Mögliches Motiv des Täters, der auch der Vater des Kindes von Tanja L. sein soll, war Eifersucht. Jedenfalls wird ihm das von Bekannten aus Hagenow nachgesagt. Sergej galt den meisten jedoch als ruhig und wenig auffällig. Bekannt war er vielen durch seine Autoreparaturen, die er für seine Freunde, die meist Russlanddeutsche sind, ausführte.

Mit Tanja L. lebte er schon eine Weile zusammen, allerdings soll es in jüngster Zeit zwischen den beiden Streit gegeben haben. Sergej, der einigen auch als durchaus gewitzt galt, war vor mehr als acht Jahren nach Deutschland gekommen. Über seinen Beruf ist wenig bekannt. Dennoch sind sich alle, die ihn kennen einig, dass ihm eine derartige Tat niemand auch nur im Ansatz zugetraut hätte.

Über das Opfer, das ebenfalls vor mehr als acht Jahren aus Abakan nach Deutschland kam, ist viel Gutes bekannt geworden. Sie hatte sehr gute Aussichten beim Konsum als Bürokauffrau übernommen zu werden. Sie stand vor einigen Prüfungen und galt als fleißig und begabt. In der Verwaltung des Konsums war normale Arbeit gestern nur teilweise möglich, vor allem für die, die dicht am Geschehen dran waren.

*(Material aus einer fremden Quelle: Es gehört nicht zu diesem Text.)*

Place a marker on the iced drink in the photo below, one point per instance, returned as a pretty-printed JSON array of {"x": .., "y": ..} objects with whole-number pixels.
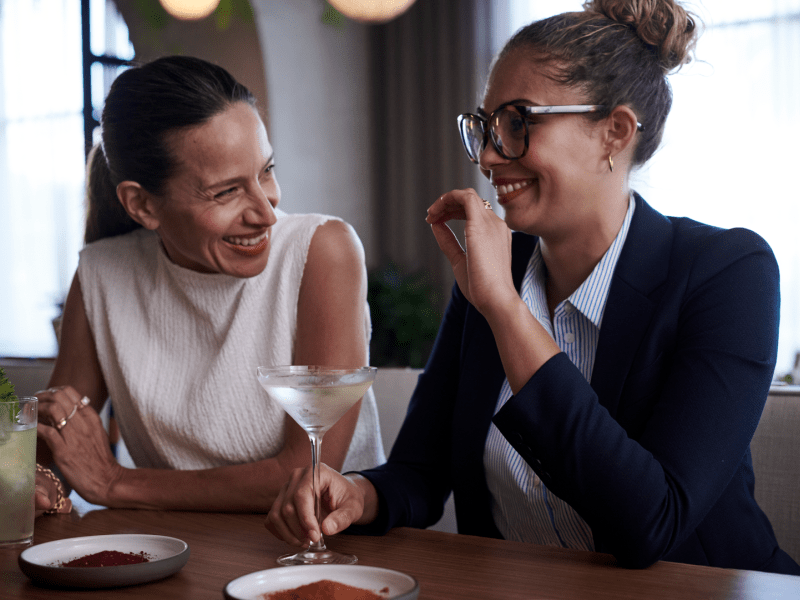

Tanja selbst galt den russischsprachigen Freunden als lebenslustig, sie sei jedoch kein Diskotyp gewesen, sei nicht viel weggegangen. Sie galt als umgänglich und sympathisch, und sie hatte noch viel vor in ihrem Leben. Bester Beweis ist der berufliche Weg, den sie eingeschlagen hatte. Warum sie sterben musste, bleibt daher allen, die sie kannten, ein völliges Rätsel.